0
votes

I am working with data from csv files that will all look the same so I am hoping to come up with a code that can be easily applied to all of them. However, sadly enough I am failing at step one :-(.

The csv files have the date and time saved in one column, so when I import them with read.csv that column gets read as a chr. How can I most easily convert this into a date that I then can use for plotting and analysis?

Here is what I tried:

load the data --> will save the date and time as chr under mydata$Date.Time (e.g. 1/1/15 0:00)

mydata<-read.csv(file.choose(), stringsAsFactors = FALSE,
              strip.white = TRUE,
              na.strings = c("NA",""), skip=16,
              header=TRUE)

separate the Date.Time into Date and Time:

new <- do.call( rbind , strsplit( as.character( mydata$Date.Time ) , " " ) )

add these two back to the df mydata:

cbind( mydata , Date = new[,2] , Time = new[,1] )

convert Date into a date format via as.Date:

mydata$Date <- as.Date(new[,1], format="")

So this works fine for the date however I am stuck with the time, I tried this:

mydata$Time <- format(as.POSIXct(new[,2], format="%H:%M"))

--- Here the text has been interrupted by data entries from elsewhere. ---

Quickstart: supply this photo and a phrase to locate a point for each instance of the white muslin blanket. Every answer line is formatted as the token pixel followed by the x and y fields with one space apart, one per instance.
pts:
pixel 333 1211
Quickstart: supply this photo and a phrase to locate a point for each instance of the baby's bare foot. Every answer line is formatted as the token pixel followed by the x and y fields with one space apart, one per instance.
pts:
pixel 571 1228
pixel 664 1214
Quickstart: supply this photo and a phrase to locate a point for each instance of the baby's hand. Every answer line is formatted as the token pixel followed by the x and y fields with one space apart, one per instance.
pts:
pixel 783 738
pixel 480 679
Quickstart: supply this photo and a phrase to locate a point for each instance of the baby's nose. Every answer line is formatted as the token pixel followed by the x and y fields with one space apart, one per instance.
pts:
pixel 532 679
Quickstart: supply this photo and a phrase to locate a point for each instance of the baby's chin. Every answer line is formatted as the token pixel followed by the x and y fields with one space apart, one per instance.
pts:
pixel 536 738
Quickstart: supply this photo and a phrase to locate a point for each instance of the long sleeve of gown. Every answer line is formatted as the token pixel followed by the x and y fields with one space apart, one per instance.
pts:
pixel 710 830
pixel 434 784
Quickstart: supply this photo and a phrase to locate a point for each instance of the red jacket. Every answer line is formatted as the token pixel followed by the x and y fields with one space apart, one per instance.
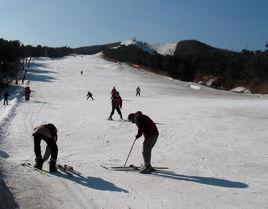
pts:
pixel 146 126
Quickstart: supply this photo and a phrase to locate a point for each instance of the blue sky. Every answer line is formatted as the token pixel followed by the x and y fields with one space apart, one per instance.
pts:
pixel 229 24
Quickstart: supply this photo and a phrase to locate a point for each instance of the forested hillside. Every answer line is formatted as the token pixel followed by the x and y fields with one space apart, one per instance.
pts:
pixel 199 62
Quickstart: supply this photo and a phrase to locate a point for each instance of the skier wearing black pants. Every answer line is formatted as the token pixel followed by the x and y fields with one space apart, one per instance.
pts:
pixel 48 133
pixel 116 105
pixel 148 128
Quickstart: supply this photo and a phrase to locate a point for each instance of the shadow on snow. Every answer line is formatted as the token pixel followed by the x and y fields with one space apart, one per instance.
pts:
pixel 92 182
pixel 204 180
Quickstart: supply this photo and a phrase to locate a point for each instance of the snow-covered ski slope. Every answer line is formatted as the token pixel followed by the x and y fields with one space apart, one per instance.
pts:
pixel 215 142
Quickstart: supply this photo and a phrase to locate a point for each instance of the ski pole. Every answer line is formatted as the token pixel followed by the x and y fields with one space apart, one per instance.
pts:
pixel 129 152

this gives me the following error:

Error in as.POSIXlt.character(x, tz, ...) : character string is not in a standard unambiguous format

I wonder if there is a smarter way of doing this? Reading in time and date seems to be one of the substantial tasks that I would like to understand. Is there a way of R directly recognizing the date and time from the csv? Or is it generally smarter to generate a time vector by its own, if so how would I do that?

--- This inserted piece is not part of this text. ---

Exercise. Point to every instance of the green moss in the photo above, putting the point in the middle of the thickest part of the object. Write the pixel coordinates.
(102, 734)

Thanks so much for your help. Sandra

2

2 Answers

1
votes

If you want to use time only, consider using the chron package:

library(chron)
mytime <- times("21:19:37")

or in your case

times(new[,2])

assuming that that's a character vector.

0
votes

I tried the chron approach but it wouldn't work for me :-(. So what I ended up doing is just creating a time vector for the period that I am loading the data in for:

date <-seq(as.POSIXct("2015/1/1 00:00"), as.POSIXct("2015/1/31 23:00"), "hours")

and then adding it back to the df. Not what I wanted but it will work until I find the ultimate solution :-)